Here is the list of the most common pests and the most effective natural methods to get rid of them:
• Aphids. Ways to combat them: insecticidal soap, horticultural oil, attracting beneficial insects.
• Armyworm. Combat them with row covers and handpicking.
• Asparagus beetle. Combat with poultry predation, neem and handpicking.
• Blister beetle. Combat with poultry predation, neem and handpicking.
• Cabbage root maggot. Ways to combat: crop rotation, beneficial nematodes and diatomaceous earth.
• Cabbageworm. Combat with row covers and handpicking.
• Carrot rust fly. Combat using crop rotation, beneficial nematodes and diatomaceous earth.
• Colorado potato beetle. Combat using poultry predation, neem and handpicking.
• Corn earworm. Combat using horticultural oil and beneficial nematodes.
• Cucumber beetle. Ways to combat are poultry predation, neem and handpicking.
• Flea beetle. Combat with insecticidal soap, garlic-pepper spray and row covers.
• Harlequin bug. Combat with handpicking, good garden sanitation and neem.
• Japanese beetle. Combat using handpicking, row covers and milky spore disease.
• Mexican bean beetle. Combat using poultry predation, neem and handpicking.
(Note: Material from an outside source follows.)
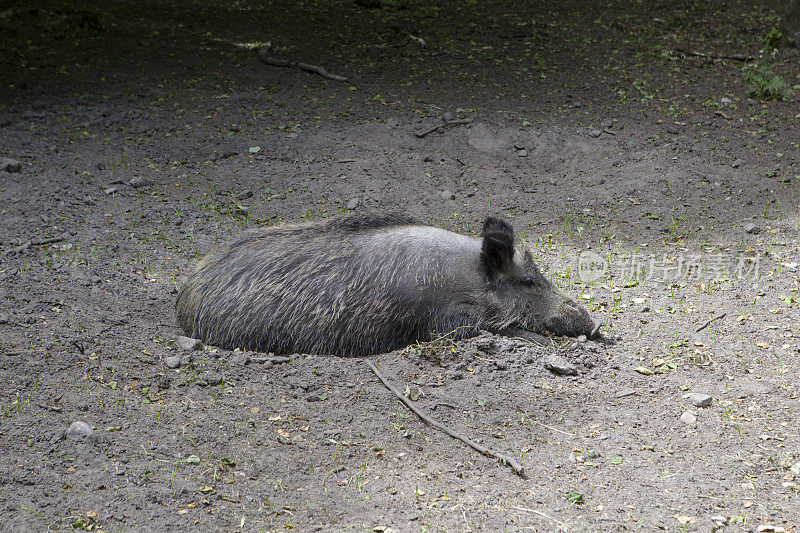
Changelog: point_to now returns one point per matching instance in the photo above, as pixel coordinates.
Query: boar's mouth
(572, 322)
• Onion root maggot. Ways to combat: crop rotation, beneficial nematodes and diatomaceous earth.
• Slugs. Combat with handpicking, iron phosphate slug bait and diatomaceous earth.
• Snails. Combat using handpicking, iron phosphate slug bait and diatomaceous earth.
• Squash bug. Combat with handpicking, good garden sanitation and neem.
• Squash vine borer. Combat using growing resistant varieties, crop rotation and beneficial nematodes.
• Stink bug. Ways to combat: handpicking, good garden sanitation and neem.
• Tarnished plant bug. Combat using handpicking, good garden sanitation and neem.
• Tomato hornworm. Combat using handpicking and row covers.
• Whitefly. Combat with insecticidal soap, attracting beneficials and horticultural oil.
• Cutworm. Combat with rigid collars and diatomaceous earth.